Dans les chiffres, 21% des fumeurs achètent leur précieux sésame sur le marché noir. Pour l’Etat, c’est un manque à gagner d’environ 3 milliards d’euros. La vente légale de cigarettes lui en rapporte treize, soit une captation de plus de 80% des bénéfices. Détourner les fumeurs des bureaux de tabac par l’outil législatif peut donc paraître paradoxal. Pas tant que ça pour Gérard Vidal, qui voit clair dans la manœuvre. « S’ils se préoccupent vraiment de la santé des consommateurs, ils n’ont qu’à interdire la vente. La vérité est que le gouvernement cherche seulement à se donner bonne conscience, c’est de la politique de santé spectacle » s’étrangle t-il. « Nous sommes conscients de la nécessité d’une politique de santé publique. L’accentuation de la prévention est souhaitable et nous sommes prêts à la soutenir. Mais combattre l’addiction par la hausse des prix n’est évidemment pas la bonne solution.

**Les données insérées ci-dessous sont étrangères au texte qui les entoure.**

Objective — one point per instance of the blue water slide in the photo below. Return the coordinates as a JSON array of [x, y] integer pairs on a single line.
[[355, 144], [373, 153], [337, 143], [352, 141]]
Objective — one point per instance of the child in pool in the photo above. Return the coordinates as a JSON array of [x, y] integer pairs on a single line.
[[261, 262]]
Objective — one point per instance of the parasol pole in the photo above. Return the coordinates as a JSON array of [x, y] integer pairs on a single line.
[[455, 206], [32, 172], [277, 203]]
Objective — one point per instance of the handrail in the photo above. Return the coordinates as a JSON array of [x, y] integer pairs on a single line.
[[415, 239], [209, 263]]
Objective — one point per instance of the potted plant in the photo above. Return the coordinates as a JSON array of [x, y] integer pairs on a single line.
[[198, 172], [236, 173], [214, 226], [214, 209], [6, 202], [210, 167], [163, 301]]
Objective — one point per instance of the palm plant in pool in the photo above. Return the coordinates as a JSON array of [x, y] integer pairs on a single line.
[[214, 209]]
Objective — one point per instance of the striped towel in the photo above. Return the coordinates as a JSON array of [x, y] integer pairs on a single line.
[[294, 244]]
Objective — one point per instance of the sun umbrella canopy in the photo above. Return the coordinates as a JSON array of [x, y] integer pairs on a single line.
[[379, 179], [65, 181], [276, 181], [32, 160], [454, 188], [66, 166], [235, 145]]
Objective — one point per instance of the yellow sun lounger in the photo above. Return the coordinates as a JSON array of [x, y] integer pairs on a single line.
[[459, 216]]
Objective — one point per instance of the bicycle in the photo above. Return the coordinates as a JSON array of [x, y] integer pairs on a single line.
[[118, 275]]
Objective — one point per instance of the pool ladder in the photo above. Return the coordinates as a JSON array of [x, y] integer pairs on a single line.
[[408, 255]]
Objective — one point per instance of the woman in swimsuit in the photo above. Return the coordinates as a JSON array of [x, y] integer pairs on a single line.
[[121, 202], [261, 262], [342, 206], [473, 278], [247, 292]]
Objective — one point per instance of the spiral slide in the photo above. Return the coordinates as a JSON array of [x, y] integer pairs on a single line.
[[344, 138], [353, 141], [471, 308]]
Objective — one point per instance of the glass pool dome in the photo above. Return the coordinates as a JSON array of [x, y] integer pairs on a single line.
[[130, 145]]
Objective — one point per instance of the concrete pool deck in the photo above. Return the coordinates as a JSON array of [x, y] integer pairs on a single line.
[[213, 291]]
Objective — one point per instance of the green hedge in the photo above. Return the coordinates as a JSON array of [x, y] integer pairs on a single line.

Il faut que l’on tienne compte de la fragilité de nos enseignes, qui restent en milieu rural les derniers commerces multi-services de proximité ». Déterminé à préserver la profession mais aussi ces établissements, l’homme prévient. « En 2003, lorsque les prix ont augmenté de 40%, nous étions 20 000 dans les rues de Paris. S’il le faut, nous le referons à Bruxelles ».